Derek Parlane

Personal information
- Full name: Derek James Parlane
- Date of birth: 5 May 1953 (age 73)
- Place of birth: Helensburgh, Scotland
- Height: 6 ft 0 in (1.83 m)
- Position: Striker

Youth career
- Dumbarton Castle Rock
- Queen's Park

Senior career*
- Years: Team / Apps / (Gls)
- 1970–1980: Rangers / 202 / (80)
- 1980–1983: Leeds United / 50 / (10)
- 1983: → Bulova (loan) / ? / (8)
- 1983–1985: Manchester City / 48 / (20)
- 1985: Swansea City / 21 / (3)
- 1985–1986: Racing Jet / 2 / (0)
- 1986–1988: Rochdale / 42 / (10)
- 1988: Airdrieonians / 9 / (4)
- 1988–1990: Macclesfield Town / 27 / (2)
- 1990–1991: Curzon Ashton
- Total:  / 411 / (137)

International career
- 1973–1975: Scotland U23 / 5 / (1)
- 1973–1974: Scottish League XI / 2 / (0)
- 1973–1977: Scotland / 12 / (1)
- 1977: Scotland U21 / 1 / (0)

= Derek Parlane =

Scottish footballer

Derek James Parlane (born 5 May 1953) is a Scottish former professional footballer who played as a striker for Rangers from 1970 until 1980, and also played in England with clubs including Leeds United and Manchester City.

==Career==
===Rangers and Leeds United===
Raised in the small village of Rhu, Parlane joined Rangers as a teenager, from Queens Park following in the footsteps of his father Jimmy who had a spell with the club in the 1940s. He made 300 appearances winning three Scottish League championships, three Scottish Cups, three Scottish League Cups and the 1971–72 European Cup Winners' Cup; he was capped by Scotland 12 times (with one Under-21 cap). Furthermore, Parlane was inducted into the Rangers Hall of Fame in 2010.

He moved to Leeds United in March 1980 for a fee of £160,000. He scored 10 goals in 53 appearances for Leeds before going to Hong Kong on loan to Bulova.

===Manchester City and later career===
Aged 30, on 14 July 1983, new Manchester City manager Billy McNeill brought Parlane to Maine Road on a free transfer He linked up with another newcomer, fellow Scot Jim Tolmie, and both made their debut for the Blues on Saturday 27 August 1983 in a 2-0 win against Crystal Palace at Selhurst Park in the Second Division. Parlane and May each scored one which set a precedent for the rest of the season. In all, Parlane scored 20 goals in 48 appearances for City.

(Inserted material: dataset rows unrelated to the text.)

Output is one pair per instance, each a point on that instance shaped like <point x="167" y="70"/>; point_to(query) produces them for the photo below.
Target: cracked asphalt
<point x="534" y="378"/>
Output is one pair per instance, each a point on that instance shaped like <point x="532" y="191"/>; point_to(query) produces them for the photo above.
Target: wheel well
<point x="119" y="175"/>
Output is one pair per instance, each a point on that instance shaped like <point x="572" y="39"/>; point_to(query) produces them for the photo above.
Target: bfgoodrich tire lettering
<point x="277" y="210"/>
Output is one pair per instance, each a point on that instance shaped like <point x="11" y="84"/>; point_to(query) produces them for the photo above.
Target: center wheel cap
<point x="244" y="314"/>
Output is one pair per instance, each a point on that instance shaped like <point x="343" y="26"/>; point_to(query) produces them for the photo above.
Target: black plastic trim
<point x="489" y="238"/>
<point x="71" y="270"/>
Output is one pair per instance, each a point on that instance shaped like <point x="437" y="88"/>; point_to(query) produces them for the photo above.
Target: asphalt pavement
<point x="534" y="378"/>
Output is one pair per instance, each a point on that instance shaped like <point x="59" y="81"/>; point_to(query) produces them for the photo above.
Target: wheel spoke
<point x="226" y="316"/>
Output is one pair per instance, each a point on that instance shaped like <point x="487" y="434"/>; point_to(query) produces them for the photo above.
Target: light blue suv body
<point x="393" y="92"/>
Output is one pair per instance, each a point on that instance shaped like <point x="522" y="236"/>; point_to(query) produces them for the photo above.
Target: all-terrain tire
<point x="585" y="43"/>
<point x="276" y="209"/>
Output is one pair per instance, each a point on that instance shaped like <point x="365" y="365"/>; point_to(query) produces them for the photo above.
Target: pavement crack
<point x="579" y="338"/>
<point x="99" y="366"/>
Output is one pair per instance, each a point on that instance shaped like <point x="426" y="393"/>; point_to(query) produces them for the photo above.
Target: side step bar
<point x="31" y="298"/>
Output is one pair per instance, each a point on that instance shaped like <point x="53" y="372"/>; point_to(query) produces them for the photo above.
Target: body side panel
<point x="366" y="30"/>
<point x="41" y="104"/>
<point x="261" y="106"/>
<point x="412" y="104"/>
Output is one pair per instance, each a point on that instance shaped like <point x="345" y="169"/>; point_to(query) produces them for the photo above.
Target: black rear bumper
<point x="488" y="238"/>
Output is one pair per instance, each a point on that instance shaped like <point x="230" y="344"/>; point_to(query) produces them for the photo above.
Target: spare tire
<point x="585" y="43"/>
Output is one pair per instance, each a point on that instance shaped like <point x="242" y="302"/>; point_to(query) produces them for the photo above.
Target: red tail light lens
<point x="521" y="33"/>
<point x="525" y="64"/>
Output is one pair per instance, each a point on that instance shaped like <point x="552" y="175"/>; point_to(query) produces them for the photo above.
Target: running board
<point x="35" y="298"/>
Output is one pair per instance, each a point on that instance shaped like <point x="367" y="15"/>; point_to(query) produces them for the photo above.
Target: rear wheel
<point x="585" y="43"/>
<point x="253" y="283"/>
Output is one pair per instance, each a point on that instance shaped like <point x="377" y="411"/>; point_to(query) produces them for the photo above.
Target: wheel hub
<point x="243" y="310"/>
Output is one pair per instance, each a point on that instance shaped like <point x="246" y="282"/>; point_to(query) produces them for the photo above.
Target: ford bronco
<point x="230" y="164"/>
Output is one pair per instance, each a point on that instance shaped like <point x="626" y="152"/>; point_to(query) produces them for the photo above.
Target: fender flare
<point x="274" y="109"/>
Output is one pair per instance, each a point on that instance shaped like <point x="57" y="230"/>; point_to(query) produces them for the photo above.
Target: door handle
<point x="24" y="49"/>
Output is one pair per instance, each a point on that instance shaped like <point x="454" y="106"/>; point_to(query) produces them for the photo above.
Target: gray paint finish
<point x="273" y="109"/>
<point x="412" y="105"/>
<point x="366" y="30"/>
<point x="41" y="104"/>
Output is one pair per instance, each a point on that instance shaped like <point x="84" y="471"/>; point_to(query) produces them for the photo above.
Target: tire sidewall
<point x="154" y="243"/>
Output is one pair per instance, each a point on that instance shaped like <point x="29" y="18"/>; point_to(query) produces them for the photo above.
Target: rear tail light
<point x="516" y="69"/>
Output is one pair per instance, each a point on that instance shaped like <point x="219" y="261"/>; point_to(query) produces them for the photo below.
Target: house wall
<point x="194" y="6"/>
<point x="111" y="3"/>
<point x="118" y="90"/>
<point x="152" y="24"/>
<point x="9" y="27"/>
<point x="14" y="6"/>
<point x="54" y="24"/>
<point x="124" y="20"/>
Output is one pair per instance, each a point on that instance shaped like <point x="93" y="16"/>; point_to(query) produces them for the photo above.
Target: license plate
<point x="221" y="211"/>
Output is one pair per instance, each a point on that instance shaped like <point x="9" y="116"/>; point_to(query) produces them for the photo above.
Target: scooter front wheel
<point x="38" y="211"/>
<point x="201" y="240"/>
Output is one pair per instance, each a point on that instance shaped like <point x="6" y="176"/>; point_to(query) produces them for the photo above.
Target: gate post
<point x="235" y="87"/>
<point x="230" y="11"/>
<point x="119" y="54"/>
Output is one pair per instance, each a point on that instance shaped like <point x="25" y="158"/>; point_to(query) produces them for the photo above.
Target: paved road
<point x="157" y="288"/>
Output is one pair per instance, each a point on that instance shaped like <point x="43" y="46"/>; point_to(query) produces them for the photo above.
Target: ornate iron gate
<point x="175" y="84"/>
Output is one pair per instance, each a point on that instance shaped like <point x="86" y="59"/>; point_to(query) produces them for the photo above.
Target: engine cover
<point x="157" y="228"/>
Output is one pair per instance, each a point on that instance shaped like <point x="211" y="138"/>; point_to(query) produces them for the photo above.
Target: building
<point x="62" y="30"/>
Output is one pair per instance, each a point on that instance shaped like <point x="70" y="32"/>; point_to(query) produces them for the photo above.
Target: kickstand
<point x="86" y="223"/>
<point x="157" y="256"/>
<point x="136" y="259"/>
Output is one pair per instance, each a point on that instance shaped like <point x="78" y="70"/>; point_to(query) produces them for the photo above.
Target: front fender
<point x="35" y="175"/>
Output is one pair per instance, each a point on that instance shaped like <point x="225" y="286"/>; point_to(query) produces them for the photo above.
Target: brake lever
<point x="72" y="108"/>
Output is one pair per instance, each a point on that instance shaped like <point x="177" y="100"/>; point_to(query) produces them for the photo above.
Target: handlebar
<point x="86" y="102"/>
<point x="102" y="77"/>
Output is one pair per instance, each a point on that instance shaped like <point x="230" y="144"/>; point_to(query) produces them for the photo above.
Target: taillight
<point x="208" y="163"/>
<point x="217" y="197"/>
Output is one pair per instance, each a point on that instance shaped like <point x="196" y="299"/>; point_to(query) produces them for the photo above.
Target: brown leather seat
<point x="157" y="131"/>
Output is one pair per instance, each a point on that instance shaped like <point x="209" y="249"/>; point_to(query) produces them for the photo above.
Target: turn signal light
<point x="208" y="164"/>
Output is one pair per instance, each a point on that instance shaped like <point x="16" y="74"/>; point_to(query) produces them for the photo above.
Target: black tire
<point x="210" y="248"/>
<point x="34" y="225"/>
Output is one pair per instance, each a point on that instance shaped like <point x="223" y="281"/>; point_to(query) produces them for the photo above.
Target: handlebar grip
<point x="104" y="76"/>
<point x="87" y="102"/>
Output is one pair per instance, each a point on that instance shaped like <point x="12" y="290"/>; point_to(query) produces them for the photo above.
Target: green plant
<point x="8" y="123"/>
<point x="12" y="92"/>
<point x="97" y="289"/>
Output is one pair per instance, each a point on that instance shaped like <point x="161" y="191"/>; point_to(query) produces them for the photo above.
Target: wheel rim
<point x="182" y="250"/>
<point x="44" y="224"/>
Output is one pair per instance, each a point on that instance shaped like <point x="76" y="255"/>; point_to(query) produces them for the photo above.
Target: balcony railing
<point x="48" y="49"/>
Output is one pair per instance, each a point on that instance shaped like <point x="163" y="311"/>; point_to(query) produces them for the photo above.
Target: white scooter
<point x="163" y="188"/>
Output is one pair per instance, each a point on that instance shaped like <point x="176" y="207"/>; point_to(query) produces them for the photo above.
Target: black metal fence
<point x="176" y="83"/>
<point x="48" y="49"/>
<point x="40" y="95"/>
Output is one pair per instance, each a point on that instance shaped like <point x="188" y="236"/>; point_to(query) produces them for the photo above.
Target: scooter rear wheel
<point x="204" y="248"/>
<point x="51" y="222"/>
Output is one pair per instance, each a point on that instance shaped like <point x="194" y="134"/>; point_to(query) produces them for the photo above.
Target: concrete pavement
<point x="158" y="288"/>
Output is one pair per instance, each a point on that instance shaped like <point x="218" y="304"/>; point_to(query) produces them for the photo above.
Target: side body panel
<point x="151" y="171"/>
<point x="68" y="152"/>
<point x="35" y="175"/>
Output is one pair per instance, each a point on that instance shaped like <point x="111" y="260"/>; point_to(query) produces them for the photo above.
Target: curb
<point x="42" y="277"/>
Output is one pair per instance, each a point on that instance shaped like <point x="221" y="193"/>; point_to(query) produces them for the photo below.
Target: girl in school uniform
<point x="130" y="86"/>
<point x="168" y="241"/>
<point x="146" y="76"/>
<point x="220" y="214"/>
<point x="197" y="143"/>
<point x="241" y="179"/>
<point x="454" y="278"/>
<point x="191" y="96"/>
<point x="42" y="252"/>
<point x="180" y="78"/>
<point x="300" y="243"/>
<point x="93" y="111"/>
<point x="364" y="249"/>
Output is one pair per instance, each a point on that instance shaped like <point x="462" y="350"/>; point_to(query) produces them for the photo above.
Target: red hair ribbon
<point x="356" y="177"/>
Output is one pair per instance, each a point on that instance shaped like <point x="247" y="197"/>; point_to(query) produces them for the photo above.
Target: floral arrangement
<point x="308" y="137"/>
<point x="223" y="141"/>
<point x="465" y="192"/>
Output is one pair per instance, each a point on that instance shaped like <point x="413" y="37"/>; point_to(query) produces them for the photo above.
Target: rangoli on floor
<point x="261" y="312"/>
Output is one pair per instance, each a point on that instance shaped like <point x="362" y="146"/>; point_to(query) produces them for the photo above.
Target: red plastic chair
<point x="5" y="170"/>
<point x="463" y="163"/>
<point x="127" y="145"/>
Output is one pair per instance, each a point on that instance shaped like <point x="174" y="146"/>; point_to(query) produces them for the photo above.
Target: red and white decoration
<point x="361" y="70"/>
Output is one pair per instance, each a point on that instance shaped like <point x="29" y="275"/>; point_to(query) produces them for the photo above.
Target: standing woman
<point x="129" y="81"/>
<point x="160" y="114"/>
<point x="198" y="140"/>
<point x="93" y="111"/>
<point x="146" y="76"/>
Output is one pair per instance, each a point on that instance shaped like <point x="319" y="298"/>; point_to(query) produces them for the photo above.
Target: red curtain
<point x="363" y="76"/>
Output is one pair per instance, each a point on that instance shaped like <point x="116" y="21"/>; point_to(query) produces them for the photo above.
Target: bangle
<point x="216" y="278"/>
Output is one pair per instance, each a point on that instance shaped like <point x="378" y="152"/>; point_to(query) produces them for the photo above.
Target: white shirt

For 1984–85 season did City signed David Phillips from Coventry City and Tony Cunningham from Newcastle United to bolster their attack. Parlane got injured in September 1984 and was sold to Swansea City in January 1985.

He spent the 1985–86 season in Belgium with Racing Jet, before returning to play two seasons with Rochdale from 1986 to 1988, playing 42 games and scoring 10 times. His last professional club was Airdrie in the 1987–88 season, he scored 4 goals in 9 games, before signing for then non-league outfit Macclesfield Town in England.